The history has an ironic twist. When Jay Miner developed the prototype for the Amiga in the early 1980’s he was making a game console that could be expanded into a complete computer. Commodore did not want to be associated with “mere gaming computers”, even though that’s what they where famous for and where they made their money (like the Commodore 64). So they tried to turn this game oriented computer into a high end system for professionals. They where not successful. Only reluctantly did they produce the low end versions of that computer but they where never happy with it being associated with games and games only. Not until the very end they realised the Amigas strength as a gaming platform and and poured their hearth and soul into it. But by this time they didn’t have the funds to make it a success. The CD32 was a true gaming console, but just like Jay Miner imagined with his prototype it could be expanded into a complete computer. Several modules was released by third party developers that did just that: like the SX1 and the SX-32. The Amiga ended just like it started, with a big interlude in between where it was anything but a “mere” gaming console.

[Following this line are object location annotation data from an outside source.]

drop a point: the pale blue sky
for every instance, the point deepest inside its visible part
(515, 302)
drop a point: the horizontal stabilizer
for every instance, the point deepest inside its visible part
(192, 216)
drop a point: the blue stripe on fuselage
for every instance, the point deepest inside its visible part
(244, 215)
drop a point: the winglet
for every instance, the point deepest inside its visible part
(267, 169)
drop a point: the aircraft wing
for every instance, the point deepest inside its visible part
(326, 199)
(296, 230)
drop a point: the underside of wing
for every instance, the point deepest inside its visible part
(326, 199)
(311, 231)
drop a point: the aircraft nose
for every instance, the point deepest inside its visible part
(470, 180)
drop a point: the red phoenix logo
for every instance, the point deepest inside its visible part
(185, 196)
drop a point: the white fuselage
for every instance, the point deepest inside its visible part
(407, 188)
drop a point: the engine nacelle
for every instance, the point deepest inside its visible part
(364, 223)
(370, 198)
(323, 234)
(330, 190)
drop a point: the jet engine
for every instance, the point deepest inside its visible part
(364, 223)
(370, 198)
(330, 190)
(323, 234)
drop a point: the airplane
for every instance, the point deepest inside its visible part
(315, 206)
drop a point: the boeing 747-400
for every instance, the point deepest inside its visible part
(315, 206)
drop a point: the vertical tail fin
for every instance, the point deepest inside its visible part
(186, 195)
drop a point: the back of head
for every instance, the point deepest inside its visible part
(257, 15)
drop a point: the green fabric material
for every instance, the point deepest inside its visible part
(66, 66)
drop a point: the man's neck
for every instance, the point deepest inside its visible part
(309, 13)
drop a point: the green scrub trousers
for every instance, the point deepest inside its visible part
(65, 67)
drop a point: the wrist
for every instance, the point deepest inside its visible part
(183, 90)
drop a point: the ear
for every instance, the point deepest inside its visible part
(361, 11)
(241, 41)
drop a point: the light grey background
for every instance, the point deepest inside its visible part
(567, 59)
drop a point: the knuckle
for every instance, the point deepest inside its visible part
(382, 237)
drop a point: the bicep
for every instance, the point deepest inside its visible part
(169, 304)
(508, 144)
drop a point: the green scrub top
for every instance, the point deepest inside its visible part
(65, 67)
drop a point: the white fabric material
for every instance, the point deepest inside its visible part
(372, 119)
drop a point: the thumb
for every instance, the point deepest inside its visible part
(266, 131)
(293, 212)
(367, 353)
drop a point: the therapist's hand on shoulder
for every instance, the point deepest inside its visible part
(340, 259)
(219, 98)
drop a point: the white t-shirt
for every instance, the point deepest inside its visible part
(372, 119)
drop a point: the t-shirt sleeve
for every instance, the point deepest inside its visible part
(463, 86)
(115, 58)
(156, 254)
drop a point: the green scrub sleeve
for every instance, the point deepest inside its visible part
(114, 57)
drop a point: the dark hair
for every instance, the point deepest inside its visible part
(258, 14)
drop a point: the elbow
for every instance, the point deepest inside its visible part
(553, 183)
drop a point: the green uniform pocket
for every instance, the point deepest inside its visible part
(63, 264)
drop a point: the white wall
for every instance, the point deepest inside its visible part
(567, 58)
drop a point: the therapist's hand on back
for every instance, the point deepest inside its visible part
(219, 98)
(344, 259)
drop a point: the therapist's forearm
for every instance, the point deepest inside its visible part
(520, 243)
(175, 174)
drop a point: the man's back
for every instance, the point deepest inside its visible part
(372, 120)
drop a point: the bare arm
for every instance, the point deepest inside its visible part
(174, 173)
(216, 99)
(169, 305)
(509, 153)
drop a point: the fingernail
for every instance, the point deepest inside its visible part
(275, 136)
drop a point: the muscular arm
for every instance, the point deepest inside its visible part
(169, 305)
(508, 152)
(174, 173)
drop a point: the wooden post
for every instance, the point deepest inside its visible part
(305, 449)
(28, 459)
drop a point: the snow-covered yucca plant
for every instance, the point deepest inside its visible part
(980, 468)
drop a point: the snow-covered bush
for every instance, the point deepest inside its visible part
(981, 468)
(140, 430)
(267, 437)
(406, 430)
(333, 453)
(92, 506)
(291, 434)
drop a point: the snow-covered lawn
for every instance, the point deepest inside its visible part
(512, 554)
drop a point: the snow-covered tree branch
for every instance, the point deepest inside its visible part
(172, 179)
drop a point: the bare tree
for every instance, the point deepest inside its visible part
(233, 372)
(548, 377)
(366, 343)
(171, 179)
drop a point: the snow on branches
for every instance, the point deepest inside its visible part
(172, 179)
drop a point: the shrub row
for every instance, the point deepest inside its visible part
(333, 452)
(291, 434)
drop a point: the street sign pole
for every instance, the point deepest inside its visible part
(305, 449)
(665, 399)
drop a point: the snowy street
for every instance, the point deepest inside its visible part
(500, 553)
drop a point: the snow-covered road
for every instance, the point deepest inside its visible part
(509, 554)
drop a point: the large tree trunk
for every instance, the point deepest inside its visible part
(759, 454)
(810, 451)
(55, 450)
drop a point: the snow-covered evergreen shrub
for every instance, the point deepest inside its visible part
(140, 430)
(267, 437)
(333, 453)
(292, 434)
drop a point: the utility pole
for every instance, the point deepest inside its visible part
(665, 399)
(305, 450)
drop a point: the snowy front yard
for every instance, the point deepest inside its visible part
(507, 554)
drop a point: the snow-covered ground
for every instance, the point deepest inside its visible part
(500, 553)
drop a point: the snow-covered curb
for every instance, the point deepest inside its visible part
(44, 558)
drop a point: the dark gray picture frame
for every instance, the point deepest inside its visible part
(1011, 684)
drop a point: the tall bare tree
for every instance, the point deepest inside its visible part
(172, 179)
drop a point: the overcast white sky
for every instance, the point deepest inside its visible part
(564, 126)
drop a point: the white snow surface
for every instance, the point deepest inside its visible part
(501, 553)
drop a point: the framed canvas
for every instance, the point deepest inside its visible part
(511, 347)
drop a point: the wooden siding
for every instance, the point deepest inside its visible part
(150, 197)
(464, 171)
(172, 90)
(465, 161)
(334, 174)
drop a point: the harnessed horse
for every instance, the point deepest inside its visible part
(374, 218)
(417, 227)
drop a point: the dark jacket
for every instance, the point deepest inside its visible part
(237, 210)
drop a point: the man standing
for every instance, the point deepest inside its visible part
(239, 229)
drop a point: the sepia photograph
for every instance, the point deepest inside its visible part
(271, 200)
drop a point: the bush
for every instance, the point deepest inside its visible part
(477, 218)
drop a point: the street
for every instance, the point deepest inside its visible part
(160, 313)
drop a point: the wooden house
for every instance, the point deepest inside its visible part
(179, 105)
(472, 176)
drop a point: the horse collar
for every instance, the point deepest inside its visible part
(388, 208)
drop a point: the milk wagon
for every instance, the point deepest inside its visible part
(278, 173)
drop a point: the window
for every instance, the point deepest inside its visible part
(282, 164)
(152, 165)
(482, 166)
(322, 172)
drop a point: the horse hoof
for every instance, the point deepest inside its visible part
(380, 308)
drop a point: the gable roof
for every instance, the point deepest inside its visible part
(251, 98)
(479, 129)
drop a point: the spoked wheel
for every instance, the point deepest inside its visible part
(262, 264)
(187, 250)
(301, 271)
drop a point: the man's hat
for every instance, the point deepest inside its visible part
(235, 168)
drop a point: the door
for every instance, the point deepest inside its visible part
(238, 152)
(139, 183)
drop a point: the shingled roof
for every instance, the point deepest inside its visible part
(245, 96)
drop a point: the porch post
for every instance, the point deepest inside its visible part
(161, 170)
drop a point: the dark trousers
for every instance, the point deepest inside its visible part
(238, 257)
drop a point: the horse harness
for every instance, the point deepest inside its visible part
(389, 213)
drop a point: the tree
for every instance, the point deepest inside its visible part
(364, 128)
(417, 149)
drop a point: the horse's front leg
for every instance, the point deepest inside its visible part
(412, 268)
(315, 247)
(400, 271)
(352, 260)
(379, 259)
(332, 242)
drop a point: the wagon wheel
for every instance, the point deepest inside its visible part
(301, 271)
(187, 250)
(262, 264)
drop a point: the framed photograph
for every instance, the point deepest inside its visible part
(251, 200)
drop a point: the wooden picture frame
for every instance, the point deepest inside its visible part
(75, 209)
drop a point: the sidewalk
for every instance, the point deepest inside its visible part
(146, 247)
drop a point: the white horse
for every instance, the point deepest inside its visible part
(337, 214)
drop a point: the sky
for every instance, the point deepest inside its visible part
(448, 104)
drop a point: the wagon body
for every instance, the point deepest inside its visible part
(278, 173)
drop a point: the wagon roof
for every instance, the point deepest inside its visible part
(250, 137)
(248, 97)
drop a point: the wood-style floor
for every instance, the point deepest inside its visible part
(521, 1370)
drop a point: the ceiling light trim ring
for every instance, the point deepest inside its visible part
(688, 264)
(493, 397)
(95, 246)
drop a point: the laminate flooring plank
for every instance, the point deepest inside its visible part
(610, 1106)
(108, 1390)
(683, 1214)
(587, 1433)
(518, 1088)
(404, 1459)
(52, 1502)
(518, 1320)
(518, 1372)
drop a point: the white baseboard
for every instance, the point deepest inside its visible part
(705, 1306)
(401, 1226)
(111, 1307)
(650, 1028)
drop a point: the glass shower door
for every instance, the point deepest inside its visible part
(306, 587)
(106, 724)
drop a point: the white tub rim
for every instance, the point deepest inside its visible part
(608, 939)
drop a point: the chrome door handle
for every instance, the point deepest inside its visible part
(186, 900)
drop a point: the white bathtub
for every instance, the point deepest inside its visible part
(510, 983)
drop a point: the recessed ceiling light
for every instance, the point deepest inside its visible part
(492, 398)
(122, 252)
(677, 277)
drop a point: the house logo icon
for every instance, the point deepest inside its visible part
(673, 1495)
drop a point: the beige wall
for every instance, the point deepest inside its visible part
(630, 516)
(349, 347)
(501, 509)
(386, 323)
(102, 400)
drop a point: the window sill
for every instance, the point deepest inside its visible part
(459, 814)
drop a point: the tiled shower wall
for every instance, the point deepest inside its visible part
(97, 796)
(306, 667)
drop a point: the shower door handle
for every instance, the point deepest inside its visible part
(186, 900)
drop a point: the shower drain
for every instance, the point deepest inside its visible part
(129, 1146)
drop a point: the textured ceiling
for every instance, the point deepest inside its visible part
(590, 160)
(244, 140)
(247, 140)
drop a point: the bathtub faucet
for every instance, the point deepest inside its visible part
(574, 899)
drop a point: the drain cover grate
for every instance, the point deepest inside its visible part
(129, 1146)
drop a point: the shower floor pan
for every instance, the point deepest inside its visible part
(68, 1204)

Jay Miner passed away from kidney failure 20th of June 1994, not two months after Commodores demise.
However, it’s very doubtful that the CD32 could have been a success in the market in the long run, even if Commodore had survived. By the early 1994 the Sony Playstation was announced. It was a very impressive machine and when it was released in December 1994 in Japan it outclassed everything, ending the domination of Nintendo and eventually forced SEGA to leave the market. It also killed the Atari Jaguar in 1996, the last American based game console until Microsoft started to sell their XBox in 2001. Not unless Commodore could finish and produce a cheap Hombre based gaming console by the early 1995 could they have stayed afloat. A herculean task to say the least.
The CD32 had a good run, and could well have existed for one more year. Too bad it didn’t. But it still have some really good games and some equally good memories in store for me at least.